Dave Rowland, lead developer for Tracktion/Waveform, shares insights into building one of the industry's most sophisticated digital audio workstation (DAW) engines. Rowland's journey from studying Music Systems Engineering to working with Jules Storer (creator of JUCE) illustrates the complexity of modern audio software development. DAWs represent some of the most challenging software projects, requiring intricate data models, real-time audio processing, MIDI handling, third-party plugin integration, and sophisticated user interfaces, all working seamlessly together across hundreds of thousands of lines of code.
The Tracktion Engine, open-sourced in recent years, provides developers with a powerful framework that eliminates the need to build core DAW functionality from scratch, a process that typically takes two years or more.
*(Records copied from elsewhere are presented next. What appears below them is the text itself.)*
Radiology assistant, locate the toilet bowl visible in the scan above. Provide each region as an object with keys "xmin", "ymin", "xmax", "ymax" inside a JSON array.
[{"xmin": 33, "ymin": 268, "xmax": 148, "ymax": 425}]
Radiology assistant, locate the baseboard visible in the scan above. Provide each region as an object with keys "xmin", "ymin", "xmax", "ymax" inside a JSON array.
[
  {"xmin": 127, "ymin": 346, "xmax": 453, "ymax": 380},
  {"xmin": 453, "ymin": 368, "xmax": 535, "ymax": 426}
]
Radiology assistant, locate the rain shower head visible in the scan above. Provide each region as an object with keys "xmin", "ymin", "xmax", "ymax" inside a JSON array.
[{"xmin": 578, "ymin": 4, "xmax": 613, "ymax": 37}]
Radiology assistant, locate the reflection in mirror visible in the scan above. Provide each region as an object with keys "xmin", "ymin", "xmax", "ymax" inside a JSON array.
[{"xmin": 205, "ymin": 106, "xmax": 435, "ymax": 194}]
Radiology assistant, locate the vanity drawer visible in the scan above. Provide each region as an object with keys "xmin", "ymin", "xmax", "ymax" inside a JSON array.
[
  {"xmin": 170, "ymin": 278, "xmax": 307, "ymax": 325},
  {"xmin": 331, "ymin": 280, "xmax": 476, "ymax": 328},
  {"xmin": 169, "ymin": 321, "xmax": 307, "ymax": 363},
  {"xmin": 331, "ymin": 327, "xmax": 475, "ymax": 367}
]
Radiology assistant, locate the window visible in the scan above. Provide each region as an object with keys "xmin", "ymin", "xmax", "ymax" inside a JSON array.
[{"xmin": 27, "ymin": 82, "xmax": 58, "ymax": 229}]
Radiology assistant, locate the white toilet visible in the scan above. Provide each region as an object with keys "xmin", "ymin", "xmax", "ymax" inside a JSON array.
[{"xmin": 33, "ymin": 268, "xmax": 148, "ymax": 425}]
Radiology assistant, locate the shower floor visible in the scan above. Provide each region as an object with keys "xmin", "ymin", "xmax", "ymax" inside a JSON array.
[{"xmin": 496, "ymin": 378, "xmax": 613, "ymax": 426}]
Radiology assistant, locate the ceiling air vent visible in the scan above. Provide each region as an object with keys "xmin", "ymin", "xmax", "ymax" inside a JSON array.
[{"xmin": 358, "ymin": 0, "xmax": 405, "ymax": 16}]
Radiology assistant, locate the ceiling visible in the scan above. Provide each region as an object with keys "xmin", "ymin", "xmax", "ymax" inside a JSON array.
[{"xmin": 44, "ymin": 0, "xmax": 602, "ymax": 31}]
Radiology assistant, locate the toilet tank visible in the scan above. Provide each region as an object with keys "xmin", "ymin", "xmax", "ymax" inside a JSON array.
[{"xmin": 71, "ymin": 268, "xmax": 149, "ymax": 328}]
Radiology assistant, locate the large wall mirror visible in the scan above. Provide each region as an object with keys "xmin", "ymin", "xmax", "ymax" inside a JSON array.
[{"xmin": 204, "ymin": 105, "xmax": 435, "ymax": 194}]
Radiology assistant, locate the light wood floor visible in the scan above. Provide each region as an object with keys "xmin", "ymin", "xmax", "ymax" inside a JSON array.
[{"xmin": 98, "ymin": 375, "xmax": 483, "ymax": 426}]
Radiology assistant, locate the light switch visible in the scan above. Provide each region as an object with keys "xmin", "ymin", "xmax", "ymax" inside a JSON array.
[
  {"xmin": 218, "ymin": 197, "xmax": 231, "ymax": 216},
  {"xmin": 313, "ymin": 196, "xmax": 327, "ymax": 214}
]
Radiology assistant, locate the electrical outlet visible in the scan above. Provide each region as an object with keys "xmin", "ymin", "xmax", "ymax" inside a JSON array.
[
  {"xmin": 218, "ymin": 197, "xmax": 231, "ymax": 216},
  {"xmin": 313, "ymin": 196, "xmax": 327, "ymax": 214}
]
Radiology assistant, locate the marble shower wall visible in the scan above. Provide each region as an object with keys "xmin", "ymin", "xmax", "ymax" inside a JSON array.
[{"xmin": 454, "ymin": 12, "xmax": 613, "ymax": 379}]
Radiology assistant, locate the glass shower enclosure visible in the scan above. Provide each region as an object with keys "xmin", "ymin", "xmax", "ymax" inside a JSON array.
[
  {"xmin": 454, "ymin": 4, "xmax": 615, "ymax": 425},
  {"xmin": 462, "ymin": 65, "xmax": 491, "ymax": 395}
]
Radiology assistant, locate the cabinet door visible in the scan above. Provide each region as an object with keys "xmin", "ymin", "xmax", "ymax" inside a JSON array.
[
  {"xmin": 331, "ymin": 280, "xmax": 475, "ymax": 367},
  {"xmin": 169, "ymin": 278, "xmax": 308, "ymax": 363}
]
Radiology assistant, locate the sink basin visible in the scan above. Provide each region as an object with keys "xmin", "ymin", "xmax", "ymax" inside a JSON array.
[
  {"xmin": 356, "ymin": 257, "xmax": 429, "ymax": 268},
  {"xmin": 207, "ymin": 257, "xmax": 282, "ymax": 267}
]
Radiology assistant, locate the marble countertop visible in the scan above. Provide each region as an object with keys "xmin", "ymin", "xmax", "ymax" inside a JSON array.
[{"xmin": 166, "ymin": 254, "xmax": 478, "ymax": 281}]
By offering high-level abstractions for complex tasks like audio file playback, time-stretching, MIDI sequencing, and plugin management, the engine allows developers to focus on user experience and interface design rather than low-level implementation details. The architecture uses a value tree-based data model (essentially live XML) that maintains thread safety by separating the UI, data model, and audio processing into independent but synchronized components. This separation ensures smooth audio playback while users interact with the interface.
Looking ahead, Rowland envisions exciting possibilities including browser-based DAWs through WebAssembly, React-based user interfaces, live coding workflows, and integration with emerging technologies like Jules' Soul language for immersive audio environments. The engine is particularly valuable for independent developers, small companies, educational institutions, and anyone wanting to create audio applications without the massive investment required to build an engine from scratch. Available on GitHub under GPL and commercial licenses, the Tracktion Engine represents a democratization of professional audio software development tools.
Originally recorded on March 19th, 2019.